Complexes of cobalt(II) and cobalt(III) with tridentate N-(aroyl)-N′-(picolinylidene)-hydrazines (HL, H stands for the dissociable amide proton) are described. The Schiff bases (HL) have been obtained by condensation of 2-pyridine-carboxaldehyde with benzhydrazide or 4-substituted benzhydrazides. The reactions of Co(O2CCH 3)2·4H2O and HL at room temperature under aerobic condition afford the complexes with general formulae [Co IIL2] (-Cl and -NO2 as substituents) and [CoIIIL2]+ (-H, -CH3, -OCH 3 and -N(CH3)2 as substituents). The cationic complexes have been isolated as PF6- salts. Analytical, spectroscopic, magnetic and electrochemical techniques have been used for the characterization of these complexes. X-ray structure of [Co(pamh) 2]PF6 has been determined.
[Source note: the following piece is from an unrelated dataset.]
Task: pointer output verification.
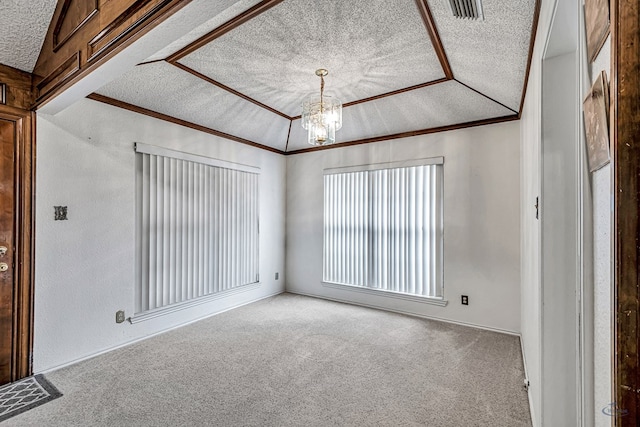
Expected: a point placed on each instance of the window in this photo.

In each complex, the metal centre is in N4O2 coordination sphere constituted by the meridionally spanning pyridine-N, imine-N and deprotonated amide-O donor ligands. Infrared spectra are consistent with the enolate form of the amide functionalities in both ligands. Cobalt(III) complexes, [CoL2]PF 6, are diamagnetic and NMR active. In acetonitrile solutions the complexes behave as 1:1 electrolyte. Electronic spectra of the complexes display charge transfer bands in the range 453-221 nm. All the complexes are redox active and display the Co(III)-Co(II) couple in the potential range -0.23 to +0.09 V (vs. Ag/AgCl). The trend in these potential values reflects the effect of the electronic nature of the substituents on the aroyl moiety of the ligands. Cobalt(II) complexes, [CoL2], are paramagnetic and electrically nonconducting in solutions. Variable temperature magnetic susceptibility measurements and EPR spectra reveal S = 3/2 ↔ S = 1/2 spin-crossover in both cobalt(II) complexes.